Raum und Zeit nun in ihrer sozialen Konstitution in einem Zusammenhang
zu bringen und systematisch zu untersuchen, ist Ziel dieser empirischen Arbeit.
Ausgehend theoretischer Vorüberlegungen zu verschiedenen
Konzeptionen von Zeit und Raum und ihrer Verwendung in den Sozialwissenschaften,
wird der theoretische Rahmen als Grundlage für eine 'empirische Suche' einer
sozialen Raumzeit definiert. Biographien
bilden in dieser qualitativen Studie den spezifischen Gegenstandsbereich, denn "Im Prozess des Biographisierens wird
sowohl eine geschichtliche Struktur als auch eine räumliche Struktur des
eigenen Lebens konstitutiert." (S. 57), so der Autor. Anhand der Analyse des biografischen
Datenmaterials beschreibt Weidenhaus jeweils drei Idealtypen biografischer
Zeitkonstitutionen sowie drei Idealtypen von Raumkonstitutionen. Sowohl Zeit-
und Raumtypen werden einer erneuten Analyse unterzogen, die zeigt, dass
spezifische Typen der Konstitution von Geschichtlichkeit in Biografien mit
einer spezifischen Konstitution und
Strukturierung von Lebensräumen einhergehen. Idealtypisch werden der konzentrisch-lineare,
der netzwerk-episodische und der inselhaft-zyklische Typ unterschieden.
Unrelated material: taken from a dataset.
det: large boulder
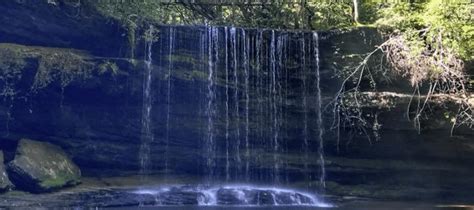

Weidenhaus sieht es als 'sinnvoll'
an, 'von einer sozialen Raumzeit'
auszugehen und verbleibt in seinen weiteren Überlegungen sowie der
weiteren Diskussion der
Forschungsergebnisse nicht auf der Ebene biografischer Forschung, sondern
begibt sich auf die makrosoziologische Ebene und wagt den Blick auf eine
Verallgemeinerbarkeit eines soziologischen Konzeptes von sozialer Raumzeit.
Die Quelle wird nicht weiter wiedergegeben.